Its title derives from the Sheffield Outrages known locally as ‘The Stirrings’, a period in the mid-19th century when aggrieved trade unionsts murdered and bombed. Taylor duly writes of violence – of Peter Sutcliffe, the Battle of Orgreave, the Hillsborough disaster and the quiet Cold War terror of the Bomb, although this is usually at a remove and oddly passive. She sometimes calls events ‘an uneasy backdrop’ – and that is what they were, no matter that she was living through them. The NUM is based in Sheffield, where she grew up, but she watched the Battle of Orgreave and the tragedy at Hillsborough on the news like everyone else.

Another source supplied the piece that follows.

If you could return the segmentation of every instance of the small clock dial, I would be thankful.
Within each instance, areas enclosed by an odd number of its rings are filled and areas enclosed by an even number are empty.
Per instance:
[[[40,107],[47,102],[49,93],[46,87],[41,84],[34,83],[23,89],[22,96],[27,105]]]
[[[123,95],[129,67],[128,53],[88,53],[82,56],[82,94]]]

This muted tone can be powerful: the departure of Taylor’s father is vivid because dampened, the mutism conveying her childish inability to express her distress. She sees one lodger, Henriette, a Senegalese woman, extravagant in her outward grief at the death of her mother and marvels at it. To describe her own feelings she has to reach for a bird, remembering a starling trapped in a chimney which resisted help in its fright: ‘The moment the frantic flapping ceased was even worse than the pitiful sound of invisible agitated wings inside the chimney breast.’ When she discovers a letter her mother is writing and realises that her father was leaving them, ‘it felt as if that starling were trapped in my body’. Gradually her father recedes, until she finds herself getting into a stranger’s car every second Saturday, exactly what she’s not supposed to do, except the stranger is her father. ‘Schrödinger’s Dad, half dead, half alive.’
Her slow understanding of what it means to be a young woman, to be careful and ‘frit’ of men, is also well done. Every woman and girl will recognise this. On a train as a teen-ager, quietly reading her book, she is harassed by a passenger and the conductor, both male, and hides in the toilet. At a party she wears a pretty dress and feels beautiful, until an older man tells her: ‘‘‘Soon you’ll be able to have any man you want”… after admiring the dress and staring for too long at the neckline.’
Some of life’s landmarks – first bra, first period – are efficiently but not memorably conveyed. Others are startling, such as her account of the abortion she had in a women’s hospital in Cardiff – ‘a low-level building of red brick, with tall, stiff, angry lupins standing to attention in well-ordered flowerbeds. No question of anything out of control here.’ Relieved of the foetus, she goes for a shower: ‘I noticed a small pool of fresh blood on the floor as I entered the cubicle. I stepped over it. It wasn’t mine.’ She identifies with Europa of myth, ‘being herself, daydreaming, picking flowers’ when she is raped by Zeus; and with Cassandra, cursed with the gift of prophecy and murdered by Clytemnestra. ‘Cassandra foretold her fate, of course; she smelled blood.’
Taylor’s greatest stirring comes from inside her. Her ‘nice little goitre’, her butterfly-shaped thyroid gland, goes awry in her late teens, leaving her exhausted and ravenously hungry to the point of putting on five stone in a year, a trauma for anyone. But even after the shamefully late diagnosis of Grave’s disease, the drugs don’t work, so that in ‘early May… the garden wall was warm to the touch once more. I was in hospital. Tomorrow I would be having my throat cut.’ She nearly dies from an allergic reaction to the anaesthetic and her thyroid is mostly excised.
The Stirrings essentially halts after her university years in Cardiff with a tragedy in her shared house, which is when adulthood truly begins. We leave Taylor in London, in a relationship, with different stirrings – ones that all women perpetually navigate in a way that men never quite comprehend. She was only picking flowers.